6.7Au total, la police a identifié 136 anciens patients de l’Unité pour enfants et adolescents ayant affirmé avoir subi des électrochocs sur les organes génitaux et/ou à titre de punition (les 133 patients dont les dépositions étaient déjà connues de la police et les trois personnes qui s’étaient manifestées après que l’enquête eut été rendue publique). Parmi eux, 63 ont été interrogés, 37 ont été contactés mais ont refusé l’entretien, 31 sont décédés et 5 n’ont pas pu être localisés. Sur les 37 patients qui ont refusé l’entretien, 20 ont autorisé la police à utiliser les dépositions qu’ils avaient faites dans le cadre de l’action civile intentée contre l’État. Par conséquent, la police dispose à présent des témoignages de 83 anciens patients de l’Unité pour enfants et adolescents (63 personnes interrogées et 20 dont les dépositions antérieures peuvent être utilisées).

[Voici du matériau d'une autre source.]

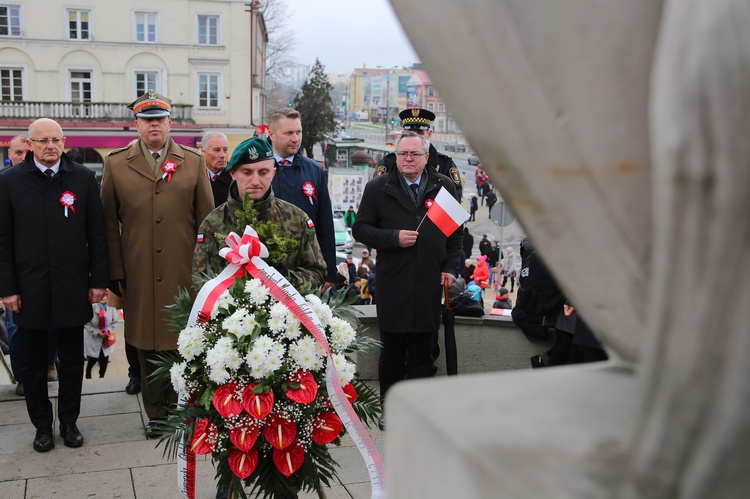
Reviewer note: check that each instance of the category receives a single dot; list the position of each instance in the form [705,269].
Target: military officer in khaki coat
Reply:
[155,194]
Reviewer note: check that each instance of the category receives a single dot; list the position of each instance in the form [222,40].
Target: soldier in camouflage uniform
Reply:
[252,169]
[418,120]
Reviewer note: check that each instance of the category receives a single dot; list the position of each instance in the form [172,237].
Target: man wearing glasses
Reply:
[53,265]
[418,120]
[412,265]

6.8L’enquête de police sur les allégations de sévices infligés aux patients de l’Unité pour enfants et adolescents est maintenant dans sa troisième et dernière phase, qui est axée sur le docteur Leeks et les anciens membres du personnel de l’Unité. La police a fait la synthèse des éléments de preuve recueillis lors des première et deuxième phases et a cherché à interroger des personnes qui avaient travaillé au sein de l’Unité pendant la période considérée. La priorité a été donnée aux employés qui, selon les anciens patients ou d’autres membres du personnel, étaient présents au moment des faits ou en avaient été témoins. Sur les 66 personnes dont la police était sûre qu’elles avaient travaillé au sein de l’Unité pendant la période considérée, 37 sont décédées, 15 ont été interrogées et 2 ont été contactées, mais n’étaient pas aptes à être interrogées. Sur la base des investigations menées jusqu’à présent, la police juge peu probable que les 12 autres personnes soient susceptibles de détenir des informations nouvelles et pertinentes pour l’enquête.

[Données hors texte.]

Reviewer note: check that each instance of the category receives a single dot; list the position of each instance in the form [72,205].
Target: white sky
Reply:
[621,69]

6.9La police se trouve maintenant dans la phase finale de décision et doit déterminer s’il convient d’engager des poursuites contre le docteur Leeks et/ou d’autres membres du personnel de l’Unité pour enfants et adolescents. Pour ce faire, elle doit déterminer si l’action publique répondrait aux critères énoncés dans les lignes directrices du Procureur général adjoint (Solicitor General), à savoir l’existence de preuves à charge et d’un intérêt public suffisants. Elle a demandé un avis à un avocat de la Couronne sur la question de savoir s’il existait des motifs suffisants pour inculper une ou plusieurs personnes et s’il était envisageable d’extrader le docteur Leeks d’Australie. Elle a aussi demandé à un conseiller de la Reine (Queen ’ s Counsel) indépendant d’examiner l’avis rendu par l’avocat de la Couronne.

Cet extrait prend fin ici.